The US Supreme Court issued orders Monday in a collection of cases including Daniel v. US, Santos v. US, and Nevada Department of Wildlife v. Smith.
The Court granted certiorari to Nevada Department of Wildlife v. Smith, a case asking whether states may be sued in each other’s courts without consent. The court made specific note that certiorari was granted in light of last week’s decision in Franchise Tax Board v. Hyatt.
The court denied certiorari to Daniel v. United States, which asked whether an employee of the Navy who died due to a complication could sue the federal government under the Federal Tort Claims Act. Justice Ruth Bader Ginsburg noted that she would have granted certiorari. Justice Clarence Thomas wrote a separate dissent in which he argued the court should have taken the case on in order to overturn Feres v. United States, the current precedent which prevents military personnel from suing the US for the negligence of a federal employee.

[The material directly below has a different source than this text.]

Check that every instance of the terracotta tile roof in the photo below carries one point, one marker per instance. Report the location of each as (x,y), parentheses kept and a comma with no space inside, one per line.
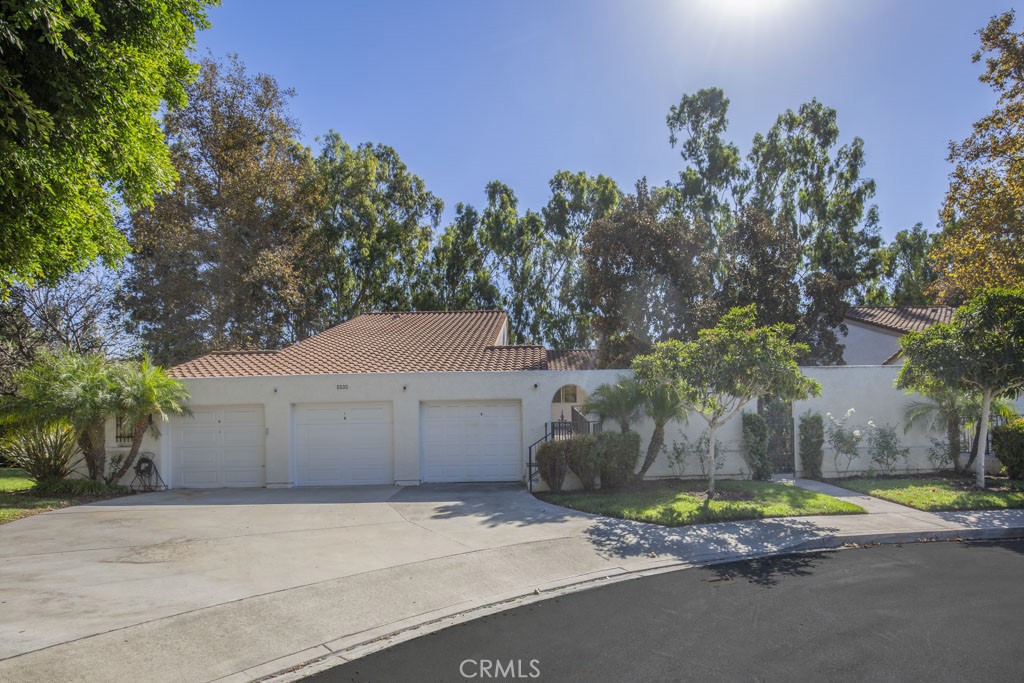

Lastly, in Santos v. United States, the court vacated the decision below. Santos was convicted of battery against a Florida law enforcement officer in 1987. The case asks whether battery qualifies as a “violent felony” under the Armed Career Criminal Act. The court remanded the case to the US Court of Appeals for the Eleventh Circuit. Justice Samuel Alito wrote a separate dissent, which Thomas joined, arguing that battery of a law enforcement officer clearly fit the elements of the Armed Career Criminal Act, and, as such, certiorari should have been denied.